A. French President Francois Hollande at the funeral of one of the victims of the Islamic State attack in Paris; B. Education Minister Naftali Bennett at the funeral of Shira Banki, who was murdered at a gay pride parade in Jerusalem; C. Florida Governor Rick Scott, at the funeral of one of those murdered at Pulse, the gay nightclub in Orlando.
And the answer is none of the above. It was said by Tira Mayor Mamoun Abd al-Hay at the funeral of Leanne Nasser, one of the victims of the Islamic State’s terror attack in Istanbul on New Year’s Eve.
Al-Hay’s words didn’t come from nowhere. They were uttered as a vehement response to the voices heard in the Palestinian community to the effect that Leanne had brought her death on herself, as if she deserved to be murdered because she had violated the so-called holy rules of Arab-Muslim society. Not only had she and her girlfriends gone out partying without male supervision, heaven forfend, but she was celebrating the Christian New Year. Tsk, tsk.

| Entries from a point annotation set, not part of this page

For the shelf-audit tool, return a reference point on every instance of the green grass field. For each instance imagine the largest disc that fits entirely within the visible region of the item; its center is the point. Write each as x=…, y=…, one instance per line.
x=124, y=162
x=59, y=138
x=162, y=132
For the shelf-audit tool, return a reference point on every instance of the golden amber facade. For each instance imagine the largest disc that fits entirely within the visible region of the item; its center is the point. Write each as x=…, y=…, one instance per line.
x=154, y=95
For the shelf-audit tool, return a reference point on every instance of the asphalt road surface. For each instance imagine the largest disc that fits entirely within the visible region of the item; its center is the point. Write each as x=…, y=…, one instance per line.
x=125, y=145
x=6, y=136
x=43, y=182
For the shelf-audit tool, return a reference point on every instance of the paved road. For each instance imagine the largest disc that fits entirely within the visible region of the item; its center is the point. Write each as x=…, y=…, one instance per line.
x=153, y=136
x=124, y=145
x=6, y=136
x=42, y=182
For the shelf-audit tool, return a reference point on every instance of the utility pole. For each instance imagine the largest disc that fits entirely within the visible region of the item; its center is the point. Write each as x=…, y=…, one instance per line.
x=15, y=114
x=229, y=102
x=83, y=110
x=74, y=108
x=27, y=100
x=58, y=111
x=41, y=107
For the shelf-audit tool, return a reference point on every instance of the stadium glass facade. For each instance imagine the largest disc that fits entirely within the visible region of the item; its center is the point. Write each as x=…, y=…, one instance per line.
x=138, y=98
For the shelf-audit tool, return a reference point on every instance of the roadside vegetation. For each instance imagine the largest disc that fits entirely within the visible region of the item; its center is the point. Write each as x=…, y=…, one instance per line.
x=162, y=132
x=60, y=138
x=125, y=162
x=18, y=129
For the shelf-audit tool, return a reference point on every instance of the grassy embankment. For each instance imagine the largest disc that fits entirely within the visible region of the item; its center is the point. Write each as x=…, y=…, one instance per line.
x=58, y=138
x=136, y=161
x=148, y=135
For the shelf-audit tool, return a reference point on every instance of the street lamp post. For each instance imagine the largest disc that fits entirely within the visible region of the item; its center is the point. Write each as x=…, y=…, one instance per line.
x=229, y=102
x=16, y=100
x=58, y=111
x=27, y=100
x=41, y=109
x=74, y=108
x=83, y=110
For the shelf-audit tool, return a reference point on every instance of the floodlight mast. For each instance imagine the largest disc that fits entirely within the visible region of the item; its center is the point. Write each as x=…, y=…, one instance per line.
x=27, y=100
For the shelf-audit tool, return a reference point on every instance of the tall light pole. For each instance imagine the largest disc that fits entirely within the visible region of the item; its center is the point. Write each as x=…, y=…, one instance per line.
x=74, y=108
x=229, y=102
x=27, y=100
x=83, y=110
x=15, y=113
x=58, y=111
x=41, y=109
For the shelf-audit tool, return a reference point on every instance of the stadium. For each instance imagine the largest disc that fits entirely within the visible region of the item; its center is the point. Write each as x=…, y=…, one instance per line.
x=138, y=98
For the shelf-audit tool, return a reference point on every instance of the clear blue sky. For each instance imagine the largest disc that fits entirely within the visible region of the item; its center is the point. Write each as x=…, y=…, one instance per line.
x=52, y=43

Don’t you cluck your tongue in arrogance about “those primitive Arabs.” These same exact things are said here in public by “respected” rabbis from the entire religious spectrum, from those wearing shtreimels and fedoras to those wearing kippot and berets. There is no lack of examples. “A true princess [meaning a Jewish girl] doesn’t hang out outside” (from the Kippa website); “Celebrating Sylvester [New Year’s] abets those who commit idolatry, which is absolutely forbidden,” (Elyakim Levanon, rabbi of Elon Moreh); “And a man who lies with a man as if with a woman, both have committed an abomination and shall be put to death,” (Leviticus 20:13), and many others.
OK, let’s assume that you are members of a religion or cult that believes – because your spiritual mentor told you that that’s what your god told him or his sister’s cousin – that it’s forbidden to eat lettuce after eating a tomato. Fine, so don’t. But what do you care if other people, whoever they may be, do eat lettuce after or even together with a tomato, or even eat the lettuce first? How exactly does that hurt you?
All those who tell others how to conduct themselves, whether it’s not to celebrate the Christian, Persian or Chinese New Year, or not to eat lettuce after tomato or shrimps in sweet cream, and every one of these ridiculous prohibitions and prohibitors – the Tira mayor was right – can lead to murder, as happened in the club in Istanbul or at the gay pride parade in Jerusalem, where the lives of pure, innocent young girls were snuffed out even though they had never done anything to hurt anyone.
It is the right of every person – you, but also those who aren’t you – to believe in whatever foolishness he chooses, but no one has the right to impose his nonsense on others. He who forbids and imposes with words will end up imposing with deeds – with imprisonment, murder and massacres.